POR J. ÓSCAR BEORLEGUI
Finalizó el ciclo musical de Civican y lo hizo con una notable asistencia de público, nuevamente: de un público fiel que incluso ha repetido cita, en algunos casos. La velada, primer concierto del cuarteto como tal, se inició sobre las 20.10 horas bajo los sones quedos e intimistas del instrumental Los pendientes de la reina , composición de música tranquilita que abrió y cerró la actuación y que viene a dar nombre al proyecto artístico en el que actualmente está embarcado Josetxo Goia-Aribe: de una música más que apropiada para acabar el día con buen pie y sosegada, como el hecho artístico en general, el cual demostró gravitar al servicio de los saxos del de Santesteban/Doneztebe: de aquellos diremos que, bajo el latir del contrabajo, estuvieron en todo momento perfectamente respaldados por el piano y la impresionante voz de Estitxu. Acto seguido, y en una clave muy poética (otra de las tónicas generales de la noche) llegó el turno de Tximeleta , cercana a los parámetros de la canción de autor y con exquisitos arreglos a cargo de Josetxo. Con éste ejerciendo en toda ocasión de maestro de ceremonias, presentando pausadamente los temas, la tarde-noche deparó una gran variedad de piezas compuestas por él, ricas en apuntes y melodías tradicionales de la tierra y apoyadas en la obra poética de escritores como Lizardi, José Agustín Goytisolo, Gustavo Adolfo Bécquer (Volverán las golondrinas , con un bellísimo sustrato narrativo procedente de la tradición oral del Pirineo) o Amaia Lasa. Además, y bajo el halo del jazz, siempre, también encontraron su espacio composiciones de clara raigambre popular, como Oh! Pello , Pello o Asteko egunak , cuyos textos, al igual que casi todos los escritos en euskera, tuvo a bien traducir Josetxo... en una acción que vino a ralentizar un tanto el concierto, ya lento de por sí debido al ritmo pausado de los temas; y esto, ¿en qué se tradujo? En un cierto trasiego de público entre canción y canción, como si el espectáculo, accesible en general pese al nivel esgrimido, hubiese sido concebido para iniciados, principalmente. Eso sí, frente a la lentitud -o a lo que consideramos lentitud del mismo- la mayoría de los presentes optó afortunadamente por refugiarse en el nivel musical ofrecido, alto, más allá de cualquier duda.

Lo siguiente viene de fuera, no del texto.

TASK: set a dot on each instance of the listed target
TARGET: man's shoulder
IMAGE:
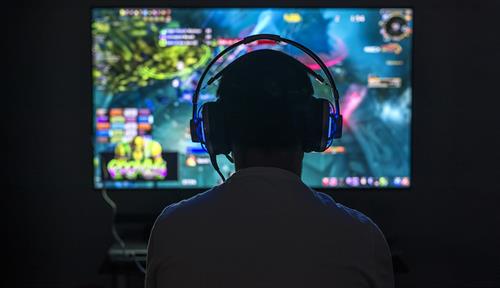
(344, 213)
(186, 206)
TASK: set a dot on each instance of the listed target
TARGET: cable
(114, 231)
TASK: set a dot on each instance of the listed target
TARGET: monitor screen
(147, 62)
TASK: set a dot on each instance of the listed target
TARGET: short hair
(264, 95)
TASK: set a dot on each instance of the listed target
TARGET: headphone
(324, 123)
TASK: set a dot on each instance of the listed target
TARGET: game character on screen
(263, 227)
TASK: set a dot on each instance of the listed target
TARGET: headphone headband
(276, 38)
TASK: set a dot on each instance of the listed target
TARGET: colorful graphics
(139, 159)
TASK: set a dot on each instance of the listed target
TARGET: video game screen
(147, 62)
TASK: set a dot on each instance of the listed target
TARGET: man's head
(264, 95)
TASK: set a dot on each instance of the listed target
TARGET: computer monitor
(147, 61)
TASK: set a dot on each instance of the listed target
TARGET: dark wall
(446, 229)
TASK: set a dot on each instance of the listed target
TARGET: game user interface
(147, 62)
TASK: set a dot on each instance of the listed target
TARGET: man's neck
(287, 159)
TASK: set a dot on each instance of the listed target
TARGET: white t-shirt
(265, 228)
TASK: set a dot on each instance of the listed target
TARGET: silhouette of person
(264, 227)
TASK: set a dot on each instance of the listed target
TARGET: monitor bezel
(255, 4)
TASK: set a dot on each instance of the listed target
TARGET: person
(264, 227)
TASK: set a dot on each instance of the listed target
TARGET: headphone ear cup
(316, 132)
(214, 128)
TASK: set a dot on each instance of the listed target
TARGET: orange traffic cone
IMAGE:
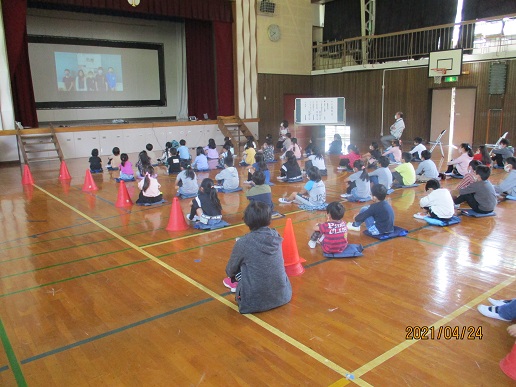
(27, 176)
(508, 364)
(177, 221)
(290, 254)
(65, 184)
(63, 172)
(89, 183)
(123, 199)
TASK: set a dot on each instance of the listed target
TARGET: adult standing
(283, 134)
(396, 130)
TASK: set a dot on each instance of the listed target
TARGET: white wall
(80, 144)
(69, 24)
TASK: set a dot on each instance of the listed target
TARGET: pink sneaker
(230, 284)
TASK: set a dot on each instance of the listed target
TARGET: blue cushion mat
(440, 222)
(476, 214)
(349, 252)
(202, 226)
(397, 232)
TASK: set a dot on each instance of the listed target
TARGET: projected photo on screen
(87, 73)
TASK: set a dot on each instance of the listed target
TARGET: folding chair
(438, 142)
(494, 146)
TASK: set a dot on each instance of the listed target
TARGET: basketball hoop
(438, 78)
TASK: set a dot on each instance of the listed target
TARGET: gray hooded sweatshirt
(263, 284)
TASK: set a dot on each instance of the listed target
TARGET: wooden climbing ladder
(37, 145)
(234, 128)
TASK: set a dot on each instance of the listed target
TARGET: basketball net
(438, 78)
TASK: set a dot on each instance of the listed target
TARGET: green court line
(72, 278)
(63, 263)
(56, 250)
(11, 356)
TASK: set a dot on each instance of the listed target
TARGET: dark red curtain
(200, 68)
(15, 26)
(159, 9)
(223, 33)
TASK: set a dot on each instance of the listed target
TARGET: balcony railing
(475, 37)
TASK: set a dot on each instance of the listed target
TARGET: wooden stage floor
(92, 295)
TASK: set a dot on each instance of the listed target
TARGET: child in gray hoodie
(256, 271)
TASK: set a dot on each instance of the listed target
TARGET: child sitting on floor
(260, 191)
(378, 217)
(438, 203)
(502, 152)
(316, 159)
(469, 177)
(126, 169)
(480, 195)
(259, 165)
(149, 188)
(404, 174)
(201, 161)
(347, 161)
(114, 162)
(382, 175)
(359, 188)
(427, 169)
(313, 194)
(186, 181)
(95, 161)
(206, 207)
(290, 171)
(248, 155)
(227, 179)
(418, 148)
(508, 185)
(256, 271)
(333, 234)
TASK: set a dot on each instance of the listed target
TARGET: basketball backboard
(451, 60)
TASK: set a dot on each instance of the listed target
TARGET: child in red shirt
(333, 234)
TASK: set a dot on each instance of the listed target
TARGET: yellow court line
(404, 345)
(303, 348)
(202, 233)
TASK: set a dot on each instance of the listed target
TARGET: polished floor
(95, 295)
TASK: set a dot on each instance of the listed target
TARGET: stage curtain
(224, 59)
(15, 26)
(208, 10)
(200, 65)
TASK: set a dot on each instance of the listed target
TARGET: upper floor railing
(475, 37)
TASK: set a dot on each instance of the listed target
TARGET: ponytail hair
(467, 148)
(188, 169)
(149, 170)
(359, 164)
(207, 187)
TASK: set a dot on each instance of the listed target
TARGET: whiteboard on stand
(320, 111)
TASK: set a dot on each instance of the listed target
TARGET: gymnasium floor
(91, 294)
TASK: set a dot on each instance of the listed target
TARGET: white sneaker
(352, 228)
(498, 302)
(490, 311)
(195, 218)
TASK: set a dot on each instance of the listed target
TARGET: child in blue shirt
(378, 217)
(201, 161)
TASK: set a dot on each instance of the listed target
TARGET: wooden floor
(94, 295)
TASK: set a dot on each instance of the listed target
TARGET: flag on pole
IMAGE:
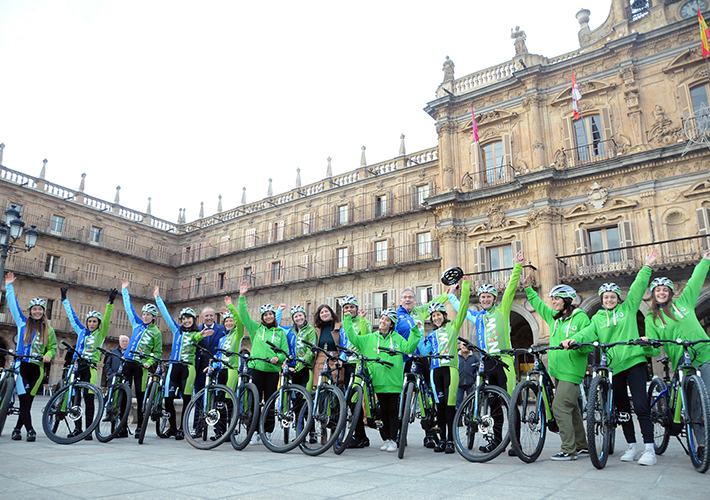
(576, 96)
(704, 34)
(475, 127)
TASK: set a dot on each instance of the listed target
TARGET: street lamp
(10, 231)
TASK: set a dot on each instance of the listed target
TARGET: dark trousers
(635, 379)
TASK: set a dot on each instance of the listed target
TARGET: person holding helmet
(672, 319)
(567, 367)
(616, 322)
(181, 376)
(145, 339)
(89, 339)
(445, 375)
(265, 376)
(386, 380)
(35, 337)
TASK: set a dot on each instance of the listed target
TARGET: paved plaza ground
(169, 469)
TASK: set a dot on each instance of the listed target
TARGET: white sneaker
(648, 458)
(631, 455)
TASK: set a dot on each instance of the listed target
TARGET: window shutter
(606, 123)
(685, 101)
(703, 214)
(582, 244)
(507, 157)
(626, 240)
(481, 260)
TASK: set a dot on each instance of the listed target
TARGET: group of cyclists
(398, 332)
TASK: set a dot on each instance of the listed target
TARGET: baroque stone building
(584, 198)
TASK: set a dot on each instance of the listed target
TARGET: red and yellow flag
(704, 35)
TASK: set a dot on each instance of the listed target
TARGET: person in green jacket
(35, 338)
(443, 340)
(567, 367)
(616, 322)
(89, 339)
(387, 381)
(675, 318)
(265, 376)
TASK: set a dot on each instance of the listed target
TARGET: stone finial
(448, 69)
(519, 37)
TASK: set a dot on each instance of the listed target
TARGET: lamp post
(11, 230)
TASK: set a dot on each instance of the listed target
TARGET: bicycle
(484, 432)
(210, 417)
(153, 398)
(68, 406)
(8, 378)
(416, 398)
(329, 409)
(117, 405)
(290, 407)
(531, 408)
(681, 407)
(355, 395)
(247, 409)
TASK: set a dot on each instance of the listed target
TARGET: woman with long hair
(36, 338)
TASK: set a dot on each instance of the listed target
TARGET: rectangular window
(381, 251)
(57, 224)
(424, 244)
(343, 214)
(342, 258)
(425, 294)
(422, 193)
(51, 264)
(95, 235)
(381, 206)
(605, 239)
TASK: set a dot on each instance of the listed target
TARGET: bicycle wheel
(658, 405)
(484, 433)
(247, 417)
(286, 419)
(209, 418)
(115, 413)
(148, 404)
(329, 412)
(353, 405)
(528, 421)
(409, 412)
(7, 390)
(696, 416)
(599, 422)
(65, 411)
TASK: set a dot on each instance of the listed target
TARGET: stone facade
(583, 208)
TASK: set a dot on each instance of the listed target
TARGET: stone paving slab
(165, 468)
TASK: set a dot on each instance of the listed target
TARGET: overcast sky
(184, 101)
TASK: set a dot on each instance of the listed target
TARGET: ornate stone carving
(597, 196)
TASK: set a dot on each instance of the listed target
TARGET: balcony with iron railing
(676, 253)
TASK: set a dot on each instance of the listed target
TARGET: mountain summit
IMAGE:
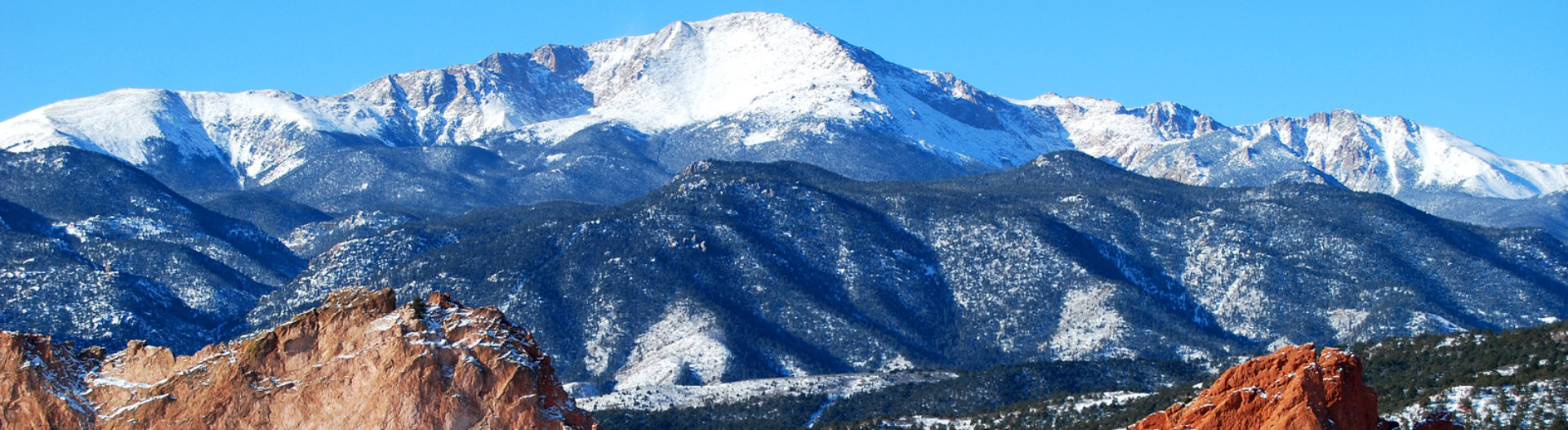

Minimalista en cuanto a forma pero de preciosista, variado y sobresaliente contenido, como el de los hoteles con encanto: así ha demostrado ser el ciclo de conciertos programado este verano en el patio de Civican, enclave-punto de encuentro que, por cierto, casi todos los días se ha quedado pequeño. Y es que ha cuajado la propuesta. Así las cosas, habida cuenta del éxito, los llenazos y la limitada oferta musical de la ciudad, tal vez, de cara a próximos veranos, habrá que ir buscando nuevas alternativas para este escenario. Mas ¿qué hacer? ¿Cómo? ¿Dónde? Un año tenemos para pensarlo.